A quoi sert un contrat ?

Permettre à une œuvre de rencontrer son public est l'aboutissement du long processus de création. Cette exploitation est l'objet d'un contrat sujet de toutes les précautions dont il faut s'entourer.

Si la personne qui exploite l'œuvre n'en est pas l'auteur (ou n'est qu'en partie son auteur), elle doit obtenir de l'auteur (ou de son coauteur) une autorisation sous la forme d'un contrat écrit. C'est le cas, par exemple, lorsque cette personne est une maison d'édition ou une société de production audiovisuelle. A ce titre, même si l'auteur est dirigeant de la société, l'acte écrit est toujours nécessaire car la société est une personne juridiquement différente de son dirigeant. A défaut d'acte écrit autorisant expressément la reproduction ou/et la représentation de l'œuvre, l'auteur reste pleinement titulaire des droits d'auteur sur l'œuvre même s'il est par ailleurs lié à l'exploitant par un contrat de travail.

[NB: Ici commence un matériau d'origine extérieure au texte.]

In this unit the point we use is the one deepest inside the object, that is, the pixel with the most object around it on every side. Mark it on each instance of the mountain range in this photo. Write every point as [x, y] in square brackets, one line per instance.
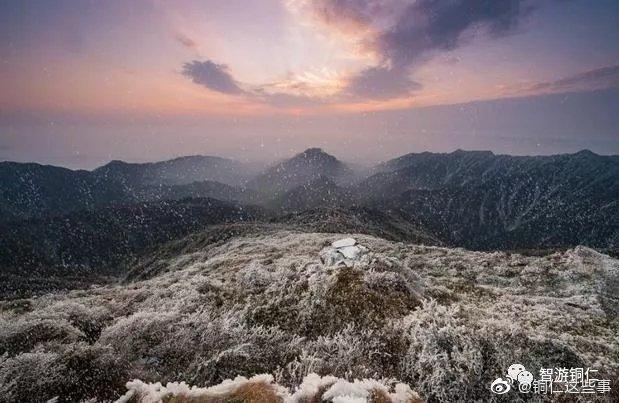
[56, 217]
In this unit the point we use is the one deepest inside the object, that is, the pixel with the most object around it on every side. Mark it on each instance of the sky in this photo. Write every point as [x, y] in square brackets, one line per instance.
[83, 82]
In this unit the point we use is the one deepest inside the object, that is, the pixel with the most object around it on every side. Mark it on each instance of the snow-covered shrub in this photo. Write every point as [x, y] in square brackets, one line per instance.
[261, 388]
[71, 372]
[23, 334]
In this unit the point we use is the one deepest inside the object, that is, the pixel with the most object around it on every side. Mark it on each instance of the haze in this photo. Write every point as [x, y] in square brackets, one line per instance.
[83, 83]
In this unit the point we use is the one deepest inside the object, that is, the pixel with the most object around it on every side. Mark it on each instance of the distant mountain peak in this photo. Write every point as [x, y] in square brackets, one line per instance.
[301, 169]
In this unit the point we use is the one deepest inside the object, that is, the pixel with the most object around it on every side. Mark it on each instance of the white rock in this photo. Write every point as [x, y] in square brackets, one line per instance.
[350, 252]
[331, 257]
[344, 242]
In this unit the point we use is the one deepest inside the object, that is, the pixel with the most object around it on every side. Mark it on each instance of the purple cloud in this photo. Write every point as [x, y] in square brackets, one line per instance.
[212, 76]
[421, 28]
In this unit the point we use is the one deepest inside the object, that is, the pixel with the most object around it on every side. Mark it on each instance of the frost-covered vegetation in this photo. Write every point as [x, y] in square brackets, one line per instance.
[446, 322]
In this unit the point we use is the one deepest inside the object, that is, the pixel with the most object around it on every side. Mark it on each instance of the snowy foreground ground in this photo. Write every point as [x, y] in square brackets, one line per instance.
[261, 318]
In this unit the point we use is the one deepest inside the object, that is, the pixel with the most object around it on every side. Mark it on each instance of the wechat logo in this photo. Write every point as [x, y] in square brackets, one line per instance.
[516, 374]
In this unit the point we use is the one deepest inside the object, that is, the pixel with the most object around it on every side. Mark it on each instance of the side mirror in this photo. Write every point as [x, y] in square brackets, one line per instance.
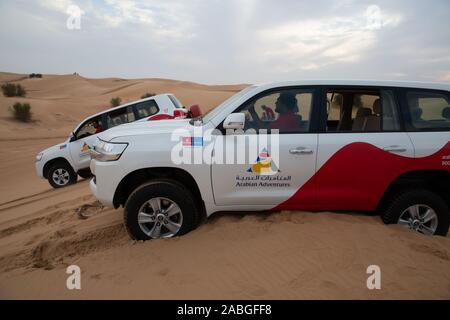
[195, 111]
[234, 121]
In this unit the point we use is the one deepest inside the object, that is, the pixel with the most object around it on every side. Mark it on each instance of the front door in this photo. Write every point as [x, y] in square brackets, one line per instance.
[267, 170]
[85, 137]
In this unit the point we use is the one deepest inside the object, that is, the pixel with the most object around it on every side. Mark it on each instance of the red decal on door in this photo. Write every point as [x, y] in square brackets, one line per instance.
[356, 177]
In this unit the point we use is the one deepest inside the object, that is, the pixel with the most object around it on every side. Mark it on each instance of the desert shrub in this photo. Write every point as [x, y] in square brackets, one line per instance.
[13, 90]
[148, 95]
[115, 102]
[21, 111]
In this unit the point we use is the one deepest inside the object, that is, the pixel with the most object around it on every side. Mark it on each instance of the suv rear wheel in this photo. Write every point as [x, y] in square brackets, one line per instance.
[61, 174]
[420, 210]
[160, 209]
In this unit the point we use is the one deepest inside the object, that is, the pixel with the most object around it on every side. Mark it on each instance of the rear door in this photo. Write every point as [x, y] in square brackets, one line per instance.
[362, 147]
[427, 120]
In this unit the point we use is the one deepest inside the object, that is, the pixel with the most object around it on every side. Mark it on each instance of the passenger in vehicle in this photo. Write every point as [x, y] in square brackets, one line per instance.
[97, 126]
[287, 108]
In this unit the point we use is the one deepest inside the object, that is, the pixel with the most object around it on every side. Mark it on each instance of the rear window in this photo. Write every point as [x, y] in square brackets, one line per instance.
[146, 109]
[175, 101]
[428, 110]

Pour l'édition littéraire on parle de "contrat d'édition" et, pour l'audiovisuel, de "contrat de production audiovisuelle" - dans la pratique on parlera aussi de "contrat d'auteur", "contrat d'écriture", "contrat de réalisateur", "contrat de cession de droits"...

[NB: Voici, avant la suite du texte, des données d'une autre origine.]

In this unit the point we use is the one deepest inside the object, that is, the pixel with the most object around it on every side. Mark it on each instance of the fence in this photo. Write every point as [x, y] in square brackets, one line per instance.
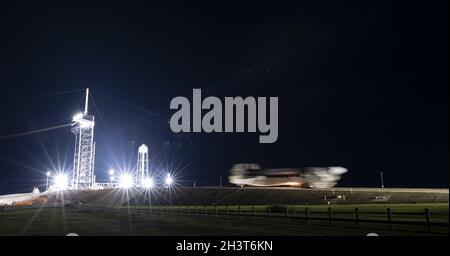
[330, 217]
[307, 216]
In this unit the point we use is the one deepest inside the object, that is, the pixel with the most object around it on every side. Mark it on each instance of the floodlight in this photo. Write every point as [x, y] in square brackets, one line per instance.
[148, 183]
[77, 116]
[168, 180]
[126, 181]
[61, 181]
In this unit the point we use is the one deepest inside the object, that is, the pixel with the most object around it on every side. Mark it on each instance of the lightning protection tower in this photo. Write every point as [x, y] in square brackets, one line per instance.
[84, 153]
[142, 164]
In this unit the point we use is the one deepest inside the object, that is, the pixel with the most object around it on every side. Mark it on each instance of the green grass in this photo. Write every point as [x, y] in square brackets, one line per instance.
[60, 221]
[402, 212]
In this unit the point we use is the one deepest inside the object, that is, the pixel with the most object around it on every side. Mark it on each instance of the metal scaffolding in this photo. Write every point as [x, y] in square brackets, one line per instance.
[142, 165]
[84, 153]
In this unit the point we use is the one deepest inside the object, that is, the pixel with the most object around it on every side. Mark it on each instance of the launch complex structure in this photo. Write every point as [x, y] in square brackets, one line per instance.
[83, 174]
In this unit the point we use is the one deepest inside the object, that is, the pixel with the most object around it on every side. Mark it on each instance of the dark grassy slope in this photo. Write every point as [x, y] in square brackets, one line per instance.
[252, 196]
[61, 221]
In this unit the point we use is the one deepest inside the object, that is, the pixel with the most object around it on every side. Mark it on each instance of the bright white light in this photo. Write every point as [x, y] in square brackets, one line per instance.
[126, 181]
[61, 181]
[77, 116]
[148, 183]
[168, 180]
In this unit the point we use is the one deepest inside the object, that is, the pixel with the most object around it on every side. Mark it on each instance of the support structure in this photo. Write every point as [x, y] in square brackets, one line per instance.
[83, 165]
[142, 165]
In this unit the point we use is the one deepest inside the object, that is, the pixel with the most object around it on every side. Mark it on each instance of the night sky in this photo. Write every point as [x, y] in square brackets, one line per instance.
[363, 85]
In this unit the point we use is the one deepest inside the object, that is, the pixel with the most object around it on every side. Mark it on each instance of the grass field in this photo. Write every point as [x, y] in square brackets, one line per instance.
[60, 221]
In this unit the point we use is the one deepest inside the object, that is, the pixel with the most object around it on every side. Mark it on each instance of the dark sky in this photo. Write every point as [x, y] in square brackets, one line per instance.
[361, 84]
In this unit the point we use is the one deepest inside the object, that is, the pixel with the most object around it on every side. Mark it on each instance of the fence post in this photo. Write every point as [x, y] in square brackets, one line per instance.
[329, 216]
[389, 218]
[357, 217]
[287, 213]
[427, 216]
[307, 215]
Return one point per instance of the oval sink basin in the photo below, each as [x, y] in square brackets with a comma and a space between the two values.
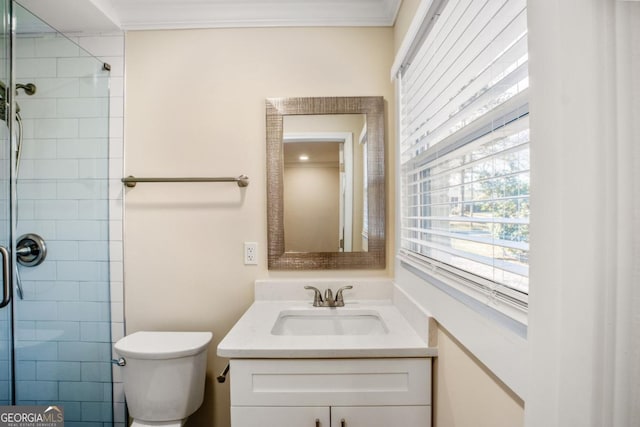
[324, 321]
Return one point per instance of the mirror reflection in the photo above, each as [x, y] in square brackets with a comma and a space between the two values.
[324, 183]
[326, 211]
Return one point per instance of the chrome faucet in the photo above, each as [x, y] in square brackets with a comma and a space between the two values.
[328, 300]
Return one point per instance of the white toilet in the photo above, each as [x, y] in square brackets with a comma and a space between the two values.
[164, 375]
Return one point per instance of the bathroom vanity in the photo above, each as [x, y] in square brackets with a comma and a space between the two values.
[295, 365]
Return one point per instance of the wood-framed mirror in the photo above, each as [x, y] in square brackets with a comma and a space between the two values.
[297, 225]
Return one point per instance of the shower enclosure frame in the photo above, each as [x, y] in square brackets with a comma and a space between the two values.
[61, 376]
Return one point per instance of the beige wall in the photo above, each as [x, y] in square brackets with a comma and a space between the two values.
[349, 123]
[195, 107]
[467, 394]
[312, 208]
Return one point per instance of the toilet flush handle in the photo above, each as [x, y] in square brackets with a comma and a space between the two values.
[223, 376]
[119, 362]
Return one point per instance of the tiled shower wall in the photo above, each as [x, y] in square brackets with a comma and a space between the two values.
[69, 366]
[110, 49]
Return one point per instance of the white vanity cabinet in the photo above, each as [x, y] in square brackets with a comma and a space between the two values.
[331, 392]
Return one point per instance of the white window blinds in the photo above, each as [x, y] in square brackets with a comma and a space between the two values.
[464, 149]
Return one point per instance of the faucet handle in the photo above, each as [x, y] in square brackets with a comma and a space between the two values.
[317, 296]
[339, 298]
[328, 296]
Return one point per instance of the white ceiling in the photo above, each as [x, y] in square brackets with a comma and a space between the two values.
[110, 15]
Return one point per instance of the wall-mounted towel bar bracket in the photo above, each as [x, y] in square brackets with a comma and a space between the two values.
[131, 181]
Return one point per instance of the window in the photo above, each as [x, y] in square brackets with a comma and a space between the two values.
[464, 149]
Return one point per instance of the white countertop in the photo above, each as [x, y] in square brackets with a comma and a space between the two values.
[251, 336]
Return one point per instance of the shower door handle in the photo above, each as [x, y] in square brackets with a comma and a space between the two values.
[6, 277]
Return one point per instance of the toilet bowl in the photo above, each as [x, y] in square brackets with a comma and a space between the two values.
[163, 375]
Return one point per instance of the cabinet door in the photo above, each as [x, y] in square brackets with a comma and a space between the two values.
[279, 416]
[380, 416]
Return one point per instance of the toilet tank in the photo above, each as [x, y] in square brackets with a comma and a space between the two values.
[164, 373]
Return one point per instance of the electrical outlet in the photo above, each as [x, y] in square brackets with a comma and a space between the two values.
[250, 253]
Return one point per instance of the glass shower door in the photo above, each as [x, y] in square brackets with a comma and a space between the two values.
[6, 340]
[61, 307]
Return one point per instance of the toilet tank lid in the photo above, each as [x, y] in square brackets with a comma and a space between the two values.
[162, 345]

Le contrat d'édition ou de production audiovisuelle a pour objet d'autoriser l'exploitant à communiquer l'œuvre au public. Il doit en tout état de cause, à peine de nullité, comporter diverses mentions :
  • La durée de l’autorisation. L’autorisation est concédée pour une durée qui doit impérativement être indiquée dans le contrat ; à l'issue de cette durée, l'auteur récupère ses droits d’auteur sur l’œuvre qu’il a créée (pour autant, il ne peut pas forcément l’exploiter seul – par exemple, s’il a un coauteur, lui aussi a un droit d’exploitation).
  • Les exploitations qui seront faites. Le contrat doit détailler toutes les exploitations que l'éditeur ou le producteur entend effectuer. Celles qui ne seront pas mentionnées demeureront propriété de l'auteur. L'auteur peut ainsi se réserver des exploitations comme l'adaptation littéraire pour une œuvre audiovisuelle. Pour une œuvre littéraire, l'auteur peut conserver le droit d'adaptation audiovisuelle (si l'éditeur veut obtenir ce droit, il faudra établir un contrat séparé).
  • Le territoire. Le contrat doit définir l'espace territorial dans lequel l'œuvre va être exploitée.
  • Une rémunération proportionnelle. En contrepartie de l’autorisation, l'auteur a droit au versement d'une rémunération. Dans le cas d’une vente d'un objet, l'acheteur paie au vendeur, un prix en contrepartie de la propriété de cet objet. De la même manière, dans le cas du contrat liant l'auteur à l'exploitant, l'auteur perçoit une rémunération en contrepartie des exploitations qu'il a consenties à l'éditeur ou au producteur. A la différence de la vente, cette rémunération est proportionnelle à l'exploitation de l'œuvre. Il s'agit d'un pourcentage qui est assis, suivant les exploitations, sur le prix public de vente du livre, le prix du ticket d'entrée en salles... Le produit de ces pourcentages est assujetti au régime de sécurité sociale des auteurs. Le pourcentage est versé par l'exploitant, au minimum une fois par an, en même temps qu'il rend compte à l'auteur de l'état des recettes d'exploitation de son œuvre.
Lorsque l'auteur est membre de la Scam, cette rémunération lui est versée par la Scam lors de la télédiffusion de son œuvre, de sa radiodiffusion, d'une exploitation interactive (en ligne ou sur support), d'une exploitation vidéographique et lors de certaines exploitations culturelles ou institutionnelles car il a fait apport de ces droits d'exploitation à la Scam.

A défaut de toutes ces indications, le contrat sera annulé.

Par ailleurs, dans le contrat de production audiovisuelle, le producteur, en plus de l’autorisation, commande à l'auteur la création d'une œuvre. Cette commande est rémunérée par une prime appelée "prime de commande" ou "prime d'exclusivité" ou "prime d'inédit" ou encore "prime d'écriture". On parle aussi de "droits d'auteur" parce que cette prime est l'objet d'un régime spécifique de sécurité sociale des auteurs dont les cotisations sociales sont gérées par l'Agessa ou par la Maison des Artistes. Le réalisateur audiovisuel, quant à lui, est lié au producteur par un lien de subordination ; un contrat de travail doit donc être établi séparément.

Dans le contrat d'édition, une avance sur les pourcentages perçus sur les ventes de l'œuvre littéraire est versée à l'auteur-écrivain.